Parijahan put her hand over Nadya’s and yanked the dagger out.
Her anguish scrambled for something to latch onto and bury itself deep within and it landed on the one who had held the blade that severed the life from Malachiasz’s twisted body. Nadya would kill another Tranavian king if she had to, she would keep this damn cycle burning forever.
But he was gone. A pool of blood all that remained of where he had
stood.
Nadya didn’t remember getting to the bottom of the mountain. Being pulled apart and put back together was catching up to her.

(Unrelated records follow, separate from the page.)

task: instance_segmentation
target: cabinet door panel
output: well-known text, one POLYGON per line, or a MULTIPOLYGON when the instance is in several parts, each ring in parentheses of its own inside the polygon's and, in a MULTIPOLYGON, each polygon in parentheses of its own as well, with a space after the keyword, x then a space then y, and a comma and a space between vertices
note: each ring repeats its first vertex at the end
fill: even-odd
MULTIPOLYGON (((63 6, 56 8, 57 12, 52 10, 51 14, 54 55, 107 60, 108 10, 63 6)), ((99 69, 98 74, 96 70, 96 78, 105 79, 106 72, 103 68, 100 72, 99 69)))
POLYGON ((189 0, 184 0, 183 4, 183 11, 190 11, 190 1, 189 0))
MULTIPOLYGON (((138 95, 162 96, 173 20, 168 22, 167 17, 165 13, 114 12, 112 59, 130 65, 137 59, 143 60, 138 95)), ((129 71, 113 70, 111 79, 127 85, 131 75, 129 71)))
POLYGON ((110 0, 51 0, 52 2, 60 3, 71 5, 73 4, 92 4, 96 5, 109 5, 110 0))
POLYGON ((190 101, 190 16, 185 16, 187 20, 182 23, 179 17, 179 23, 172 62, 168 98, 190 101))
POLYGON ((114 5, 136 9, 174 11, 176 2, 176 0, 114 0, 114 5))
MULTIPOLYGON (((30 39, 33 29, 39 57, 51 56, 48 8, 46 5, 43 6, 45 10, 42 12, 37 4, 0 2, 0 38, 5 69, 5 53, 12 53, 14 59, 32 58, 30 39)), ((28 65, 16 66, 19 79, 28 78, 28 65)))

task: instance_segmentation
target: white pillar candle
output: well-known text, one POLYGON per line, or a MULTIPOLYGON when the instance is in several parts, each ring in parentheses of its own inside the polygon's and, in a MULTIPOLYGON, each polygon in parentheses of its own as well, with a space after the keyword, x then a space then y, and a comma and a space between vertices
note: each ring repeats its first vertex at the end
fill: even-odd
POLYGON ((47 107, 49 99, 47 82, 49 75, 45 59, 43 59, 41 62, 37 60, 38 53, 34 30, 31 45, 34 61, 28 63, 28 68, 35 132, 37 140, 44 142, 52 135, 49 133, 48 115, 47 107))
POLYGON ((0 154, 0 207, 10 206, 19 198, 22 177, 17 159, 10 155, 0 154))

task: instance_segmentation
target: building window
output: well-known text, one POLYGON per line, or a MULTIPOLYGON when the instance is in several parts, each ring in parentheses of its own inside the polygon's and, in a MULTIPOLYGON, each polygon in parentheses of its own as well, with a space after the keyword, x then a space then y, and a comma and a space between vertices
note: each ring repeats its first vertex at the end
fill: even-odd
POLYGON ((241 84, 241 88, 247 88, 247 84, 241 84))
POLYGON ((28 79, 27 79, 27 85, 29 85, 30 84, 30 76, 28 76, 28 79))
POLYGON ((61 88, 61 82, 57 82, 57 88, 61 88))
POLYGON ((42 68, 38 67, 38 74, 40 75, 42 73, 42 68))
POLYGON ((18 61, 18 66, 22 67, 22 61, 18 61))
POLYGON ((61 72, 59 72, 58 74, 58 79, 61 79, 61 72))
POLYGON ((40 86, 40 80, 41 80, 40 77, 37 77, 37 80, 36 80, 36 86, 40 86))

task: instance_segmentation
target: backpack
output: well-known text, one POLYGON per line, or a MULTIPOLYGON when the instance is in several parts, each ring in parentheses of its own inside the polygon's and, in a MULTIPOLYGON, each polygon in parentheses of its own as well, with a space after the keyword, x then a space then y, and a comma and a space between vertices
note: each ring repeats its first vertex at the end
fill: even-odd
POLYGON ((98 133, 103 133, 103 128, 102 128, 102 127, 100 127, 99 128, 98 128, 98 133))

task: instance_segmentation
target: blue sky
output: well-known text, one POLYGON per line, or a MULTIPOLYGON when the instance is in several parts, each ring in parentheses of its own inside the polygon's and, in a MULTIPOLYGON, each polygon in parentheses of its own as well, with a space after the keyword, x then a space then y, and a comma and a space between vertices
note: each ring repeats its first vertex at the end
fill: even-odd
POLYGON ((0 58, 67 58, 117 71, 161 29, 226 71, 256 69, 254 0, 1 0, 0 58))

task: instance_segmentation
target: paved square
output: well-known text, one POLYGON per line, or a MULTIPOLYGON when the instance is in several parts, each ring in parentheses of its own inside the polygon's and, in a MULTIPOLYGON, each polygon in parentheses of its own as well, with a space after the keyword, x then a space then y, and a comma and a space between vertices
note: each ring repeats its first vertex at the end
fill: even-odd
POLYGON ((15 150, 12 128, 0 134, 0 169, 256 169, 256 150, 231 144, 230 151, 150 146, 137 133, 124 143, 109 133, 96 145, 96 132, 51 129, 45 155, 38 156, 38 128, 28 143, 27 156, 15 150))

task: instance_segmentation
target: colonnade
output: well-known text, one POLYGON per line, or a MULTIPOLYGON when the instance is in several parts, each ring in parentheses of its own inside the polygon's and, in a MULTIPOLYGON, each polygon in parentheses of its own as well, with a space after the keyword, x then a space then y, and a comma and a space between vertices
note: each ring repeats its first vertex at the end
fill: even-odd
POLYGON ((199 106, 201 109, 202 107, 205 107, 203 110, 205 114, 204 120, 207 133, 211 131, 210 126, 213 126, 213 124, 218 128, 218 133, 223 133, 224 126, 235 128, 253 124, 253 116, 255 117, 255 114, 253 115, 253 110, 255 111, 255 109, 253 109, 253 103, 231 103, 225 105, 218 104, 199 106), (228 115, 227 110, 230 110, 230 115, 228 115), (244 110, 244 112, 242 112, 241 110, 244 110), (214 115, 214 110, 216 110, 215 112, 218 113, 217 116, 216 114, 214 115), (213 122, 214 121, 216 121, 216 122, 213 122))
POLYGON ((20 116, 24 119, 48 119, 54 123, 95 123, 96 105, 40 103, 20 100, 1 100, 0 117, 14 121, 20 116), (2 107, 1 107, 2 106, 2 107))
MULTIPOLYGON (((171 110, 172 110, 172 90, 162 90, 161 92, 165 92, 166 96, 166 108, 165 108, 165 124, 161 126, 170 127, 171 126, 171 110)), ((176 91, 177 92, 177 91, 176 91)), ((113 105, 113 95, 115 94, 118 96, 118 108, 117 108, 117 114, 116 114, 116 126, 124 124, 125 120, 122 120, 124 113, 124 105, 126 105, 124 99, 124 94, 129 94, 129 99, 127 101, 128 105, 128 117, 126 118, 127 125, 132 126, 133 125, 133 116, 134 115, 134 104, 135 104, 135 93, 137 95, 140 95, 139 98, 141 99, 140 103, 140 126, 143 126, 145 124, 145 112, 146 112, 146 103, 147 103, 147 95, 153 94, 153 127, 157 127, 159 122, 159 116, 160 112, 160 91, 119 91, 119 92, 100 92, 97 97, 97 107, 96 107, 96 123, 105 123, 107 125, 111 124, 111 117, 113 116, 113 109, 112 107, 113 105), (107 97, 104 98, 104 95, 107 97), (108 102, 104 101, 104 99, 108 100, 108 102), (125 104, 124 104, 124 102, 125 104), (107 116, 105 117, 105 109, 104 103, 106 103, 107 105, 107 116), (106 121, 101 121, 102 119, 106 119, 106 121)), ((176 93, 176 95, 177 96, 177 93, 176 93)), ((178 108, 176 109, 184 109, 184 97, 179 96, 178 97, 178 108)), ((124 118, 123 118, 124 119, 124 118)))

She wasn’t conscious when the mountain broke in half and her gods finally turned away altogether.
Nadya found herself in a warm, dry bed. It was a dismal comfort as she curled up in a feeble effort to protect herself from the ache of a loss she feared would never release her.
The air felt wrong. Something fundamental had shattered and they would spiral ever faster toward chaos. The loss of the gods—of everything—a tangible weight, a tinge in the world’s colors. Everything felt wrong.
The door opened. She heard Parijahan sigh. The bed shifted as the Akolan girl crawled in next to her.
“I know you’re awake,” she said.
Nadya said nothing. She curled the fingers of her corrupted hand into a fist, tucking it close to her chest.
“And I know you’re going to want to stay here forever until you waste away into nothing. I don’t want to rush your grief.”
“Then don’t,” Nadya said, finally turning over and sitting up. Parijahan’s dark hair was splayed out on the pillow, her eyes tired.
Parijahan opened her mouth to speak, but Nadya held up a hand. “Don’t tell me what this has done. Don’t tell me how much worse it’s gotten, I can’t bear it. Where are we?”
“A village outside Dozvlatovya, to the west. It turns out that Tachilvnik is actually a very small stretch of forest when it’s not trying to hold you there forever. Nadya, I can feel it, too. The—the breaking.”
Nadya shook her head. “And Serefin?”
“No one knows. We found Katya and Ostyia—Rashid is mostly fine, he broke his wrist—but not Kacper or Serefin.”
Nadya couldn’t dredge up any worry for the Tranavian boys. Serefin had killed Malachiasz. Maybe he had died when the mountain crumbled. One less problem to solve.
“Good.”
“Nadya . . .”
Nadya dropped her head into her hands. She had never been so totally alone before.
“There’s a priest here who wants to speak to you,” Parijahan said carefully.